Re: [bailey-developers] lattice master

SourceForge Headquarters 1320 Columbia Street Suite 310 San Diego, CA 92101 +1 (858) 422-6466

On Wed, Feb 27, 2008 at 3:58 PM, Ning Li <nin...@gm...> wrote:
>  At the same time, should we also discuss what the update
>  model should be:
>  1 One updatable replica vs. all updatable replicas. The former
>    is simple. The latter is powerful. Is there sufficient need for
>    the latter to justify its complexity?

We should always be able to update (so if the "updateable" replica is
down, we need to be able to update another replica).  Given that, what
is the extra complexity of those two choices?

>  2 The atomicity of an insert/delete/update operation. When
>    an insert/delete/update operation is done, does it mean:
>    1) the new doc is indexed in the memory of the node
>    2) the new doc is indexed on the local disk of the node
>    3) the new doc is logged on the local disk of the node
>    4) the new doc is logged in some fault-tolerant shared FS
>       (e.g. HDFS)
>    5) the new doc is indexed in the memory of at least X
>       nodes
>    The probability of the operation getting lost is from high
>    to low: 1), then 2) and 3), then 4) and 5).

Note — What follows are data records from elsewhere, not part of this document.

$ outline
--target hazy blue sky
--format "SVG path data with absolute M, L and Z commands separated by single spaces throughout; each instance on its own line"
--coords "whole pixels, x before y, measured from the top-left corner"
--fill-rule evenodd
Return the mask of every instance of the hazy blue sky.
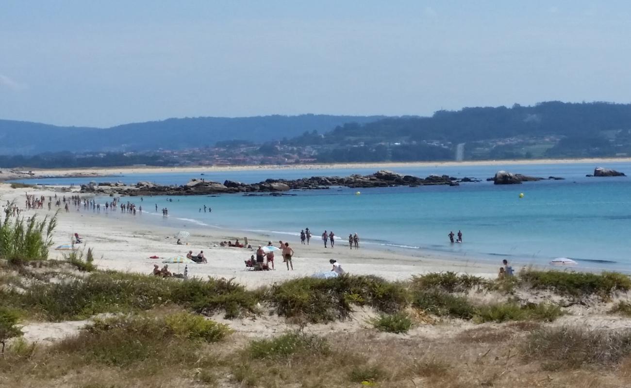
M 630 95 L 629 1 L 0 3 L 3 119 L 429 115 Z

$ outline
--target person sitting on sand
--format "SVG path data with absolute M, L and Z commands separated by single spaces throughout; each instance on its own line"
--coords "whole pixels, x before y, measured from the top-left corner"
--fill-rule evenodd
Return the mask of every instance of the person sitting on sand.
M 292 262 L 292 257 L 293 257 L 293 249 L 289 247 L 289 243 L 285 243 L 283 248 L 283 261 L 287 264 L 287 271 L 289 271 L 289 266 L 292 266 L 292 271 L 293 271 L 293 263 Z
M 269 244 L 271 244 L 271 241 L 269 242 Z M 274 269 L 274 252 L 273 251 L 271 251 L 271 250 L 268 251 L 268 253 L 266 254 L 266 257 L 267 258 L 267 260 L 268 260 L 268 269 L 269 269 L 269 265 L 270 264 L 271 264 L 272 269 L 273 270 Z
M 204 256 L 203 250 L 199 251 L 199 253 L 198 254 L 197 260 L 195 261 L 196 262 L 208 262 L 206 259 L 206 256 Z
M 162 275 L 163 278 L 170 278 L 173 276 L 173 274 L 168 271 L 168 264 L 165 264 L 164 266 L 162 267 L 162 269 L 160 269 L 160 274 Z
M 259 271 L 262 269 L 264 261 L 265 252 L 263 251 L 263 247 L 259 245 L 259 249 L 256 250 L 256 269 Z
M 342 266 L 339 265 L 339 263 L 336 260 L 331 259 L 331 260 L 329 261 L 329 262 L 333 264 L 333 267 L 331 268 L 331 269 L 333 272 L 334 272 L 338 275 L 343 275 L 344 274 L 346 273 L 346 272 L 342 269 Z

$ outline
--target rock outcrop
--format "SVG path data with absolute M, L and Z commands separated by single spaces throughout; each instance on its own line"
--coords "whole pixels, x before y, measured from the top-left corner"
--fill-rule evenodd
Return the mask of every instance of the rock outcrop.
M 610 168 L 603 168 L 603 167 L 596 167 L 594 169 L 594 177 L 626 177 L 623 172 L 620 172 Z
M 111 184 L 81 185 L 83 192 L 99 192 L 128 196 L 194 196 L 223 193 L 277 192 L 290 190 L 314 190 L 341 186 L 352 188 L 387 187 L 389 186 L 416 187 L 427 185 L 458 185 L 458 179 L 449 175 L 430 175 L 420 178 L 382 170 L 374 174 L 348 177 L 311 177 L 300 179 L 267 179 L 255 184 L 225 180 L 223 184 L 211 180 L 191 179 L 180 186 L 161 186 L 148 182 L 139 182 L 133 186 L 117 187 Z M 106 182 L 109 183 L 109 182 Z
M 493 184 L 496 185 L 512 185 L 512 184 L 521 184 L 522 182 L 533 182 L 536 180 L 541 180 L 543 178 L 538 178 L 536 177 L 529 177 L 528 175 L 523 175 L 521 173 L 513 173 L 512 172 L 507 172 L 506 171 L 498 171 L 495 173 L 495 176 L 493 178 L 489 178 L 487 180 L 492 180 Z

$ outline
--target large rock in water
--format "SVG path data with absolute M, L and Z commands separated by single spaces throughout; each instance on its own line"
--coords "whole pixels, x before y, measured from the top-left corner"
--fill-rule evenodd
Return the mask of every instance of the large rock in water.
M 623 172 L 620 172 L 610 168 L 603 168 L 603 167 L 596 167 L 594 169 L 594 177 L 626 177 Z
M 543 178 L 529 177 L 521 173 L 513 173 L 502 170 L 496 172 L 495 176 L 493 177 L 492 180 L 487 179 L 487 180 L 493 180 L 493 182 L 496 185 L 512 185 L 519 184 L 522 182 L 534 182 L 542 179 Z
M 496 185 L 514 185 L 521 184 L 521 180 L 515 174 L 502 170 L 495 173 L 493 182 Z

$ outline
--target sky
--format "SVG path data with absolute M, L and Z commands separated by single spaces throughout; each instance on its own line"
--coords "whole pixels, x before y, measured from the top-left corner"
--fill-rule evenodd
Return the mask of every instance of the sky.
M 630 21 L 618 0 L 2 0 L 0 119 L 628 103 Z

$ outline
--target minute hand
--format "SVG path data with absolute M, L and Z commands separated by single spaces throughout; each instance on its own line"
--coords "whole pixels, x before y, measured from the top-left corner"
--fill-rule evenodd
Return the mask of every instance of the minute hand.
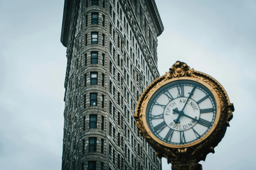
M 185 103 L 185 104 L 184 105 L 184 106 L 183 106 L 183 108 L 182 108 L 182 110 L 181 110 L 182 111 L 183 111 L 183 110 L 184 110 L 185 107 L 186 107 L 186 105 L 187 105 L 187 104 L 188 103 L 188 100 L 189 100 L 189 99 L 190 99 L 192 95 L 193 95 L 193 93 L 194 92 L 194 91 L 196 90 L 196 86 L 194 86 L 194 87 L 193 87 L 193 89 L 192 89 L 192 90 L 190 92 L 190 93 L 189 94 L 189 96 L 188 97 L 188 99 L 187 99 L 187 101 L 186 101 L 186 103 Z

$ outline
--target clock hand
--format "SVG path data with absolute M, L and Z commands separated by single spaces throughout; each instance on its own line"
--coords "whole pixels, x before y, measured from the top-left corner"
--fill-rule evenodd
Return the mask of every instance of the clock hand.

Very good questions...and the answers are probably tied into how we
solve question #1.
#5 would seem to be higher performance than #3, but is it a strong
enough guarantee?  The power could still go out to a whole rack of
systems at once. I think the decision partially depends on how much of
a document storage system this is, vs just an index that can be
rebuilt.  Of course, the bigger an index gets, the more infeasible it
becomes to do a complete rebuild.

I'm tempted to lean toward #3 since logs are needed to sync up nodes
(back to question #1).

-Yonik